Elle l'attend, le Chevalier des Rêveries,
Celui qui doit de son glaive libérateur
Fracasser le vantail et chevaucher sans peur
Le monstre fabuleux aux yeux de pierreries ;

Le Chevalier qui doit, dans ses bras d'Épousé,
L'emporter tonte nue au Pays des Chimères.
Loin de l'encens et loin des cultes éphémères
Des mornes pèlerins au cœur martyrisé.



***



Dans la nuit où s'exalte un faste de Mystère,
De fiévreux vagabonds épuisés de Désir
Conclament dolemment qu'ils vont bientôt mourir
Pour avoir contemplé la Vierge solitaire.

Et levant leurs bras las vers l'Apparition,
Dans les cratères d'or que burina leur Rêve,
Ils offrent à l'envi le sang pur qui sans trève
Éclabousse l'orgueil vain de leur Passion.

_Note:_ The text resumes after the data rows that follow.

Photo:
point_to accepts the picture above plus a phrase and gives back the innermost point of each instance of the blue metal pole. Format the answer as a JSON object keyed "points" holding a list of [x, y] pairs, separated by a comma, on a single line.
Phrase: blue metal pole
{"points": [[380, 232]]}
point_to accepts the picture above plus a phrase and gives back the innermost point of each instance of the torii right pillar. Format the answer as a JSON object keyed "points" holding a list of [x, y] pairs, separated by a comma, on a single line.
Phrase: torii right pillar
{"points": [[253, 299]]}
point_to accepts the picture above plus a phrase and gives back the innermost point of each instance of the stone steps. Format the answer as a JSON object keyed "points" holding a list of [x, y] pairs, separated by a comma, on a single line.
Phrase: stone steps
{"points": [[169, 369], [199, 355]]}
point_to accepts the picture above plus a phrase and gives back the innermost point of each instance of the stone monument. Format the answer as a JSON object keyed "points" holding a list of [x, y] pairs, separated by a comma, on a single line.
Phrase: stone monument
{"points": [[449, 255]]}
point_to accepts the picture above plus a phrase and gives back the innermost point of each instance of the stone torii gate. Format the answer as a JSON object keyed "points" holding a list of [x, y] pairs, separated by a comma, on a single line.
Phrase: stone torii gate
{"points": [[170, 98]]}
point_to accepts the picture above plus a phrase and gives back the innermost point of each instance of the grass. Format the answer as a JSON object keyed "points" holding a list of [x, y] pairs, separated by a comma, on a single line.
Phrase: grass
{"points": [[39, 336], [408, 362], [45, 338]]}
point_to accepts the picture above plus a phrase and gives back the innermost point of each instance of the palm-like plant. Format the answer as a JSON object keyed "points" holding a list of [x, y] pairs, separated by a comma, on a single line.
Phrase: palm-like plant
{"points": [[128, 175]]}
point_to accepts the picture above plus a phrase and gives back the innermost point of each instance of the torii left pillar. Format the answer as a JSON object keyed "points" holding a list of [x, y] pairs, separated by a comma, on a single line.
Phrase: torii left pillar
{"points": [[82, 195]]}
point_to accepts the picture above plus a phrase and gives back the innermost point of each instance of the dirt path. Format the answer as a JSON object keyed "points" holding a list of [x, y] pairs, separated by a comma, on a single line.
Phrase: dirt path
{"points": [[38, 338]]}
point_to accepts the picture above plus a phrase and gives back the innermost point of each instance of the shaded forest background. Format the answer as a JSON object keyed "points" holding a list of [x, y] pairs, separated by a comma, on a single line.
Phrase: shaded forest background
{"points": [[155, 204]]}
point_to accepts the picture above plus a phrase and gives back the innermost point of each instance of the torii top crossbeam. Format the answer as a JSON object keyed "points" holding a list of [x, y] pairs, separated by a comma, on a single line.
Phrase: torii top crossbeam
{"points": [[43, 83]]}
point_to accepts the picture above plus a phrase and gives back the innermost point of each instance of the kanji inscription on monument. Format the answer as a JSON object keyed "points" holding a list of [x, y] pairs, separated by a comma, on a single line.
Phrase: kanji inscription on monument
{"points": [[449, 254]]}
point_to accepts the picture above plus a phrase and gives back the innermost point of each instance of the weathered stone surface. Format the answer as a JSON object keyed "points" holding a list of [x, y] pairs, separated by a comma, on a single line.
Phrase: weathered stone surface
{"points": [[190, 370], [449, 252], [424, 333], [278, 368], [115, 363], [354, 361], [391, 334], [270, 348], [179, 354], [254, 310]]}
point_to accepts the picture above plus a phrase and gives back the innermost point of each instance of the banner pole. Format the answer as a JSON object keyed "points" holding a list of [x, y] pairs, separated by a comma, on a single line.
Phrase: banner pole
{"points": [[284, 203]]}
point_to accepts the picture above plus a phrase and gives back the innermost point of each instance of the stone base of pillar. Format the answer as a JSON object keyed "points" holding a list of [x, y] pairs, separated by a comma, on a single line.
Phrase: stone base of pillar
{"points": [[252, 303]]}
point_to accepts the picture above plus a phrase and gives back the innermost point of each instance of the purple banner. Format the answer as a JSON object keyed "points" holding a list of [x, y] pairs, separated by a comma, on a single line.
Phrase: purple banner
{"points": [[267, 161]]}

Mais la Vierge insensible au tragique Offertoire,
Sans un regard pour eux, cueille les fleurs du Ciel...
Les Vagabonds dans un élan démentiel
Alors heurtent leur front à la porte d'ivoire,

Et lorsqu'ils sont enfin férus mortellement,
Ils exhalent leur Âme en un dernier cantique
D'espérance et d'amour, que le vent prophétique
Change en un long sanglot de désenchantement.



***



L'Aube blonde a noyé le cauchemar nocturne ;
Le Ciel s'est refleuri des Roses du Matin,
Et le vent traîne, des traînes de blanc satin.
Par-dessus les créneaux de la Tour taciturne.

Des javelines d'or massacrent le vitrail,
Le grand vitrail qui semble une Patène en flammes
Exposée aux baisers religieux des Âmes
Qui doivent expirer Sur le seuil du Portail.

Et voici que déjà les naïves Hosties
Promises au sanglant sacrifice du soir
Gravissent la colline avec le fol Espoir
De maîtriser le Monstre aux yeux de pierreries.

Mais, présidant au Rêve où sombra le Passé,
Du plus haut de sa Tour, de sa Tour verrouillée,
L'inexorable Prisonnière, agenouillée,
Attend toujours et pour jamais son Fiancé.